Contro la critica e i critici del gusto

In una scena de Il filo nascosto, Reynolds Woodcock, lo stilista protagonista del film, nota un’ombra di malumore nella modella-amante che sta provando un suo abito.
“Che succede, perché quell’aria desolata?”
“Credo che questa stoffa non mi piaccia molto.”

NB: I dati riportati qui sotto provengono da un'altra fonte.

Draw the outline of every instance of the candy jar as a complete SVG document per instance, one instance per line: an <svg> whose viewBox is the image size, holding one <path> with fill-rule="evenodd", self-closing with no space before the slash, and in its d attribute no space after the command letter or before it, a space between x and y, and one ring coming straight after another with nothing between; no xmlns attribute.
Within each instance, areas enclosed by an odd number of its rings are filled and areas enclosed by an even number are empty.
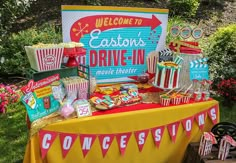
<svg viewBox="0 0 236 163"><path fill-rule="evenodd" d="M143 88L143 84L146 84L149 80L149 74L147 73L142 73L141 75L138 76L138 81L142 84L142 88Z"/></svg>
<svg viewBox="0 0 236 163"><path fill-rule="evenodd" d="M97 79L94 76L90 75L90 94L93 94L93 92L96 90L96 87Z"/></svg>
<svg viewBox="0 0 236 163"><path fill-rule="evenodd" d="M198 80L193 81L193 99L194 101L200 101L202 98L202 93L201 93L201 83L198 82Z"/></svg>

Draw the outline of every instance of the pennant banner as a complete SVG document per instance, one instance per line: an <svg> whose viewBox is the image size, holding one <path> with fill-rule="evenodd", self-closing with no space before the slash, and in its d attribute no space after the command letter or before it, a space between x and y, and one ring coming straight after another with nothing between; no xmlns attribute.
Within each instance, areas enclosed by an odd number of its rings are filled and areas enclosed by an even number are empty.
<svg viewBox="0 0 236 163"><path fill-rule="evenodd" d="M156 128L151 129L152 137L153 137L153 140L154 140L157 148L159 148L159 146L160 146L161 138L164 133L164 130L165 130L165 126L156 127Z"/></svg>
<svg viewBox="0 0 236 163"><path fill-rule="evenodd" d="M74 144L76 138L78 137L78 135L60 133L59 137L60 137L60 143L61 143L62 157L65 158L67 153L70 151L72 145Z"/></svg>
<svg viewBox="0 0 236 163"><path fill-rule="evenodd" d="M191 135L191 131L193 128L193 120L194 120L194 117L189 117L182 120L182 125L184 127L184 130L186 131L187 137L190 137Z"/></svg>
<svg viewBox="0 0 236 163"><path fill-rule="evenodd" d="M129 138L131 136L131 132L121 133L116 135L117 143L120 149L120 154L123 156L125 154L126 147L129 142Z"/></svg>
<svg viewBox="0 0 236 163"><path fill-rule="evenodd" d="M198 124L199 128L201 129L201 131L203 131L203 128L204 128L204 125L205 125L205 121L206 121L206 111L198 113L195 116L195 119L196 119L197 124Z"/></svg>
<svg viewBox="0 0 236 163"><path fill-rule="evenodd" d="M214 125L217 123L218 110L219 110L219 106L215 105L215 106L211 107L210 109L208 109L208 111L207 111L208 116L210 117L210 119Z"/></svg>
<svg viewBox="0 0 236 163"><path fill-rule="evenodd" d="M87 153L91 149L95 139L96 135L94 134L80 134L80 145L84 157L86 157Z"/></svg>
<svg viewBox="0 0 236 163"><path fill-rule="evenodd" d="M179 128L179 123L180 122L174 122L169 125L167 125L168 132L170 134L171 140L173 143L175 143L178 128Z"/></svg>
<svg viewBox="0 0 236 163"><path fill-rule="evenodd" d="M142 152L143 146L146 142L147 136L148 136L149 129L147 130L140 130L135 131L134 135L138 144L139 151Z"/></svg>
<svg viewBox="0 0 236 163"><path fill-rule="evenodd" d="M57 137L57 132L40 130L39 131L39 143L41 149L42 159L46 156L48 150L52 146L52 143Z"/></svg>
<svg viewBox="0 0 236 163"><path fill-rule="evenodd" d="M111 146L114 136L114 134L104 134L98 136L103 157L106 156L106 153Z"/></svg>
<svg viewBox="0 0 236 163"><path fill-rule="evenodd" d="M203 131L206 116L208 115L213 124L217 123L217 117L219 114L219 107L215 105L206 111L197 113L194 116L187 117L180 121L176 121L174 123L167 124L167 130L171 141L173 143L176 142L176 137L179 129L179 124L182 123L182 126L186 132L186 136L191 136L191 131L193 129L194 120L196 120L199 128ZM137 142L137 146L140 152L142 152L143 147L145 145L146 139L149 134L149 130L151 131L153 141L157 148L159 148L160 143L162 141L163 133L165 131L165 125L157 126L150 129L127 132L127 133L112 133L112 134L101 134L98 135L99 144L101 147L103 157L106 156L114 137L116 136L116 140L118 143L120 154L123 156L125 154L126 148L128 146L131 135L134 133L135 140ZM64 159L68 152L71 150L73 144L75 143L77 137L80 138L80 145L83 156L86 157L90 149L92 148L94 141L96 140L97 134L71 134L71 133L59 133L53 131L40 130L39 131L39 141L40 141L40 150L42 159L47 155L48 150L52 146L55 141L57 135L59 134L60 139L60 147L62 150L62 158Z"/></svg>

La sorella dello stilista interviene piccata: tutte le clienti dell’atelier adorano quella stoffa, quindi è impossibile non farsela piacere. E Woodcock è ancora più deciso:
“Quella stoffa è bellissima non perché le nostre clienti hanno ragione, ma perché è vero. Forse un giorno cambierai gusti.”
“Forse no!”
“Forse allora non hai gusto.”
“A me piacciono i miei gusti.”
“Basta!”

Il film è ambientato negli anni Cinquanta e il dialogo riecheggia con un po’ di nonchalance una cultura del tempo in cui c’era il primato del Gusto, quindi la soggettività e l’indiscutibilità del giudizio, l’impressionismo. Nell’esercizio della critica ad avere l’ultima parola era sempre e solo chi “sapeva di più”, colui che aveva dottrina, esperienza, intuito. Da una parte l’idealismo crociano (l’Arte, il Bello, l’Armonia), dall’altra il contenutismo ideologico e il pregiudizio politico. Chi ha cominciato ad amare il cinema leggendo Guido Aristarco e Cinema Nuovo sa di che si tratta. Fantasmi poi in gran parte dissolti negli anni Sessanta (Galvano Della Volpe, La critica del gusto), quando si aggiunsero altri strumenti e metodi di analisi e interpretazione quasi scientifici (lo strutturalismo di Barthes, la semiotica di Metz, la psicoanalisi lacaniana). Strumenti e metodi ritenuti infallibili e che, usati male, potevano provocare anche abbagli e forzature, come accadde. Per reazione arrivarono poi il relativismo e il postmoderno, e con essi, di nuovo, tornarono il Gusto, l’Intuito, il Soggettivismo, insomma i fantasmi del passato. Non è un caso che ne Il filo nascosto ci sia quel dialogo e che Paul Thomas Anderson abbia voluto evocare il giudizio della maggioranza (le clienti dell’atelier) e mettere in scena il confronto tra lo Spettatore (la giovane modella “che non sa”) e il Maestro che giudica e dice “Basta!”. Non è un caso, perché in generale, nell’esercizio della critica, il gusto impressionistico, il “mi piace” o “non mi piace”, sembrano oggi tornati ad essere quello che non potevano più essere: una categoria estetica.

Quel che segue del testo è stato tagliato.